La condizione femminile
Si rammenta che talvolta era arduo praticare nei rapporti quotidiani una innovazione tanto radicale. Così il maestro Felix Carrasquer si rendeva conto che "la cosa difficile è arrivare a capire che il maestro è nella scuola soltanto un ragazzo adulto, che però non ha nessuna autorità". Florentia Soler sostiene, in base alla propria esperienza, che era avvenuta una trasformazione rivoluzionaria dell'intera vita sociale: "Con il cambiamento delle strutture della società non c'erano autorità, non c'era nessuno in paese, né tribunale né sindaco, non c'era niente, non c'era altro che il Comitato rivoluzionario". E ancora: "Non ci furono furti. Non ci furono ammazzati né per odio né per niente, la gente andava a lavorare, non avevamo nessuna autorità, nessuna". Eppure i mutamenti nella realtà di ogni giorno sono profondi e in pochi giorni si rompono tradizioni e norme consolidate da tempo. La stessa donna afferma: "Le ragazze che, per esempio, tre mesi prima fossero andate a casa con un ragazzo dicendo: "Questa notte dormiamo insieme", il padre le avrebbe picchiate da ammazzarle. Allora invece era una cosa normale...".
Proprio la condizione femminile sembra quella maggiormente investita dai nuovi valori. Per Matilde Escuder la rottura fu innanzitutto sul piano dell'informazione e della cultura "perché si tenevano conferenze, si leggeva e si discuteva. E la donna era finalmente uscita dal focolare, aveva distrutto i tabù...". "A Monzón, che si trovava nella Sierra..., che aveva cinque o seimila abitanti, il sindacato aveva una grande casa, c'era anche una biblioteca del sindacato, anche grande, ce n'era un'altra dove c'erano Mujeres Libres e davano lezioni di sera per le donne del popolo, per quelle che non sapevano leggere e davano loro lezioni sulla maternità, di pronto soccorso, ecc...".

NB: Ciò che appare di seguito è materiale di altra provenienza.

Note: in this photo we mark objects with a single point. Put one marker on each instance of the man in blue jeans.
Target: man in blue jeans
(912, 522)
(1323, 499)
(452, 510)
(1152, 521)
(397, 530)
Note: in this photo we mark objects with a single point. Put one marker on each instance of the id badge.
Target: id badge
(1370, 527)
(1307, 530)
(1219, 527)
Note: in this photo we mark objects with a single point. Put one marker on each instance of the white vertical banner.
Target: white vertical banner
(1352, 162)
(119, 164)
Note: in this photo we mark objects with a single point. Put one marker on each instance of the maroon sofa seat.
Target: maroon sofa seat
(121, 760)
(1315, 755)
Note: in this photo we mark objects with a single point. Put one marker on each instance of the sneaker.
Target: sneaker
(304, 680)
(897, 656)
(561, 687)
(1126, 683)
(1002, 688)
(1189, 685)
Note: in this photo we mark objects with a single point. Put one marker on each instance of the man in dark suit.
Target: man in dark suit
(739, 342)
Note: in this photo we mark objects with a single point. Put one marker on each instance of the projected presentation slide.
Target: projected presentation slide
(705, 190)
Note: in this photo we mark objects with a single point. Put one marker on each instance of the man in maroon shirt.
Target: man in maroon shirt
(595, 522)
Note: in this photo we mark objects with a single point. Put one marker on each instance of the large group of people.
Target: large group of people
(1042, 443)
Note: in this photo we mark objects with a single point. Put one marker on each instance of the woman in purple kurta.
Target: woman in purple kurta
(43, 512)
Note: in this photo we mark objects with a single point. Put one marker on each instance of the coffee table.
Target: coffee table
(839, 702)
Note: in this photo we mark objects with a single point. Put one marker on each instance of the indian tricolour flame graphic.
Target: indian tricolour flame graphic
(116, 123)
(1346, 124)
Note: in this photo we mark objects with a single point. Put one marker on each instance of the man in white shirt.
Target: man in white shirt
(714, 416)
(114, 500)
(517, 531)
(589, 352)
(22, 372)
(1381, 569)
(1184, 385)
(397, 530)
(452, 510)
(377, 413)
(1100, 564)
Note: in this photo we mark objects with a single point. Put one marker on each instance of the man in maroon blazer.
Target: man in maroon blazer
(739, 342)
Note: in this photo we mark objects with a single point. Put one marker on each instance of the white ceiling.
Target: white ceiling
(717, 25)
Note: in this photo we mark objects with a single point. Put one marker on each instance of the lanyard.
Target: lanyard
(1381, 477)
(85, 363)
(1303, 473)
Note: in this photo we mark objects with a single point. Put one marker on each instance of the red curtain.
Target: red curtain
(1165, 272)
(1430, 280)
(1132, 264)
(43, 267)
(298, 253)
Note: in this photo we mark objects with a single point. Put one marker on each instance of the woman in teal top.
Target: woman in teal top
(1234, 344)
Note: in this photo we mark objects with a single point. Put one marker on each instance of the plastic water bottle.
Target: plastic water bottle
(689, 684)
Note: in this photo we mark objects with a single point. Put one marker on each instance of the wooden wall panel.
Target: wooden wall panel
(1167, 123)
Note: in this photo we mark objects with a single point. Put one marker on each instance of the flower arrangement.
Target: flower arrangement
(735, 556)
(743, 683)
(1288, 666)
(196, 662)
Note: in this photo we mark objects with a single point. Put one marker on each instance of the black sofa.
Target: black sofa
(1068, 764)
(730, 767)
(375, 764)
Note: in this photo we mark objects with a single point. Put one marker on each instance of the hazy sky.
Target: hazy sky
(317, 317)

Suceso Portalez, di famiglia anarchica, mette in evidenza la necessità di un movimento particolare delle donne perché anche negli ambienti libertari "la donna era la compagna del compagno, ma niente di più di questo". Già prima del 1936 "avevamo cominciato a far prendere coscienza alle donne perché potessero lottare assieme agli uomini" e durante la guerra "ci interessava di più far prender coscienza alle donne dei problemi economici, dei problemi sociali, piuttosto che prepararle per la guerra" anche se in ogni modo "aiutavano perché c'era il nemico lì vicino". L'obiettivo principale era "far qualcosa per realizzare un cambiamento totale, sociale e rivoluzionario" e in questo senso era necessario battere i franchisti in quanto "il rombo dei vecchi ferri ci circondava i polsi" ricorda Suceso Portalez citando una poesia della sua amica Lucia Sanchez Saornil.
Ed è ancora una donna che riassume con grande efficacia il sentimento di quasi tutti i collettivisti. All'arrivo nel suo villaggio aragonese dove trova già in funzione la collettività, Florentia Soler prova "l'impressione di vivere in pieno comunismo libertario": le decisioni sono prese dalle assemblee della popolazione, il denaro è abolito, si vive nell'uguaglianza e nella libertà. La rievocazione rinnova le forti emozioni vissute quarant'anni prima e la memoria si confonde con il desiderio: "Nella nostra vita è stato come un sogno... adesso quando lo ricordo è come un sogno". E questo stesso concetto, affiancato da un ragionamento più teso a confermare la validità dell'ideale libertario, è presente nella testimonianza di Saturnino Carod, capo-colonna della CNT: "Forse eravamo dei sognatori, o degli utopisti. Sì, tutti noi: ma perfino il liberalismo fu un'utopia prima di farsi realtà, come del resto il socialismo. Eravamo, e siamo, convinti che un giorno la nostra utopia (forse la più utopistica di tutte) si farà realtà, perché se non è così, l'uomo non sarà contento...".